The AIA was unique in the history of the cultural life of Britain in that its primary purpose during the 1930s was to organise artists to enable them to express their commitment to social responsibility and to support radical political ideas directly through their practice and activities as artists. The provision of murals for public spaces was understood as integral to achieving this mandate. The death knell had been sounded for easel painting, with an AIA members’ meeting concluding in June 1939 that ‘the only viable future for art lay in developing lithography and the mural’.65 Carline chaired an AIA Mural Committee and in February 1943 drafted a comprehensive report, followed in October with a conference, on how a national mural programme could be developed in England following Mexican and US models. The AIA’s approach to public art was subsequently embraced on the part of a previously hostile government, with officials such as Kenneth Clarke, director of London’s National Gallery and member of the wartime Committee for the Encouragement of Music and the Arts, supporting Carline’s efforts. The AIA’s newly won institutional respectability produced fairly limited and short-lived results during the war years, most notably the decoration of temporary communal canteens to ensure workers were fed during rationing.

The immediate post-war years were a tremendously fertile period for mural art in Britain. In 1951, under Clement Attlee’s Labour government, the Festival of Britain saw the execution of around one hundred murals at London’s South Bank exhibition site alone. Yet the fruits of the AIA’s efforts to politicise the role of the artist ultimately produced the very seeds of decline for its vision of socialist culture.

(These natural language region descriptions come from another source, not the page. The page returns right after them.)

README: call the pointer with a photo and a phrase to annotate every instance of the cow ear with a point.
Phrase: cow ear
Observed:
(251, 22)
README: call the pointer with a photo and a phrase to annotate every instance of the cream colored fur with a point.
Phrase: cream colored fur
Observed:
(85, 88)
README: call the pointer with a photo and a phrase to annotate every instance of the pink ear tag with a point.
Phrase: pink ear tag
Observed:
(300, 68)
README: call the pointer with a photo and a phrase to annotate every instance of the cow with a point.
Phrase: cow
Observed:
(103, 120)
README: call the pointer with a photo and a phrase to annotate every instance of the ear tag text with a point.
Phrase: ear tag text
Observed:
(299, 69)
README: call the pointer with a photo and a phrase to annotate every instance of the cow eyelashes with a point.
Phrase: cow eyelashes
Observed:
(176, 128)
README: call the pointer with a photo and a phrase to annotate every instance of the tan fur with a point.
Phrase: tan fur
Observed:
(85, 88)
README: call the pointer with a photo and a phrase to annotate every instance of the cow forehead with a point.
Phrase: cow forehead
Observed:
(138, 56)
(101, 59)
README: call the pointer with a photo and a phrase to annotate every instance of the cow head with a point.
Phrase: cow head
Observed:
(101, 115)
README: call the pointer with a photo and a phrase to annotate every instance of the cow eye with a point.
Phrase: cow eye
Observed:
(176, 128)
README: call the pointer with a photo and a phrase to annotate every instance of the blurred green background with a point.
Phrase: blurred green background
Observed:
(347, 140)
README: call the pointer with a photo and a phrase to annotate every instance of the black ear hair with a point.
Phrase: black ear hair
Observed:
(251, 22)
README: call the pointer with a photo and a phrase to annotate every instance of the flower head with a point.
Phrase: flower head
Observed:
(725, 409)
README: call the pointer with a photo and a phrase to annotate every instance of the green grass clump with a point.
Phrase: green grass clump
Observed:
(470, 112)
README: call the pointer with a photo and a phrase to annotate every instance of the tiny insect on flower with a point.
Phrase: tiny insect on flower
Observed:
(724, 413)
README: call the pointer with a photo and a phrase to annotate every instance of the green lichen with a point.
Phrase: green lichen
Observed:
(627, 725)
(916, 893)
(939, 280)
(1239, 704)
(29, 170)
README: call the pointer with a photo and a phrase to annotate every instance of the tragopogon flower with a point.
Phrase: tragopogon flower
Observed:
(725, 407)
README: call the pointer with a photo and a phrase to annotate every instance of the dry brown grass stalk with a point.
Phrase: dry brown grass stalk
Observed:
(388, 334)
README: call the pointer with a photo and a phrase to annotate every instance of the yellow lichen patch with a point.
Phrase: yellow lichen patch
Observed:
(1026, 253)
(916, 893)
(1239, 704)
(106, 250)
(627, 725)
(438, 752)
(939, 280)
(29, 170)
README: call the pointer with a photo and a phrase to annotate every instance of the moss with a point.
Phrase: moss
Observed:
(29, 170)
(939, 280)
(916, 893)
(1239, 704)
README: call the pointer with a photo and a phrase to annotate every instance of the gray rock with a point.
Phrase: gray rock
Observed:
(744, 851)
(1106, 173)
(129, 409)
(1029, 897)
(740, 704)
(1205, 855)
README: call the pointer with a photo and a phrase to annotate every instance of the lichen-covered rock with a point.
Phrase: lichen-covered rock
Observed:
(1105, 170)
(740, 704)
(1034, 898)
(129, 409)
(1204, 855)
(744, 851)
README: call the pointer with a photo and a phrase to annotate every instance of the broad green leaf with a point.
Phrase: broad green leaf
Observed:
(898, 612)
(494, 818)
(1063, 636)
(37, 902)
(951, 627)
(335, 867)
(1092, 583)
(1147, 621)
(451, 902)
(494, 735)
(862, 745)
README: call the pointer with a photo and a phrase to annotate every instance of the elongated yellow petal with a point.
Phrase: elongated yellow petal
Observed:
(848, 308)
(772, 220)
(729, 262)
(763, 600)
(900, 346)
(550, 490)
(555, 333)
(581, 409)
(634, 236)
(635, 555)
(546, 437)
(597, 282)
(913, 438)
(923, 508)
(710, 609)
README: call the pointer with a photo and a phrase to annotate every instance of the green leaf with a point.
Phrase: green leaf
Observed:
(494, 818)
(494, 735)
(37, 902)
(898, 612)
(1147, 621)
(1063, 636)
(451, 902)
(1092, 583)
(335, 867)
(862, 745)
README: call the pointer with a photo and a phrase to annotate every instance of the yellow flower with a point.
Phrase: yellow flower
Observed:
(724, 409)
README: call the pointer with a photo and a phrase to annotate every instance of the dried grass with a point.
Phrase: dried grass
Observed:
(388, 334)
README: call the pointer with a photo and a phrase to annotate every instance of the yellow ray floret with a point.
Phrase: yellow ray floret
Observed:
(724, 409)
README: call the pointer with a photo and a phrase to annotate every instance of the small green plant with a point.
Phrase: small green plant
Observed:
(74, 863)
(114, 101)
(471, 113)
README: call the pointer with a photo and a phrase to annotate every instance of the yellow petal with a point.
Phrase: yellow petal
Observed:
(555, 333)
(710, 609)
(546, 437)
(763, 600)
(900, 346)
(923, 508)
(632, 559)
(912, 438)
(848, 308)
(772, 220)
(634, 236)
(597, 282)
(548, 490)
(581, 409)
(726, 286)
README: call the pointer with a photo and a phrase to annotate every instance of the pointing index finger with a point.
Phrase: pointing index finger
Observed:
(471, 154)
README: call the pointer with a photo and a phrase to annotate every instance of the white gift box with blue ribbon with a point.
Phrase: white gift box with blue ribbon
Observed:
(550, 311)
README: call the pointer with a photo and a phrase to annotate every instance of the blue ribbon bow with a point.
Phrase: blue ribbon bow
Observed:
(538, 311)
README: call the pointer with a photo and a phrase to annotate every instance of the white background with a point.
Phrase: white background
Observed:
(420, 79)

The optimism ushered in with the post-war Labour government and the disintegration of the wartime alliance with the Soviet Union culminated in the purging of the AIA’s political objectives from its constitution by 1953 in favour of cultivating its role as a professional society firmly rooted within the established order.

The 1930s was an era dominated in both England and the United States by a concern with integrating artists into society as a whole, and muralism offered an alternative to the traditional relations between the arts, the public and the political economy. As Evergood insisted, the highest objective was the ‘prodigious feat of combining art, modernity, and humanity’, but the long-term and widespread realisation of this objective has been frustrated by history, and perhaps apathy.66 The realities of the cold war and the resurgence of the art market within a victorious capitalist democracy ensured Hastings’s The Worker of the Future was sequestered away behind bookshelves for decades, remaining untouched until its restoration in 1991. The fresco suffered the same fate as so much socially engaged art in America, whose demise was complete with the disbanding of the WPA/FAP by 1943, after which public murals were neglected and largely forgotten.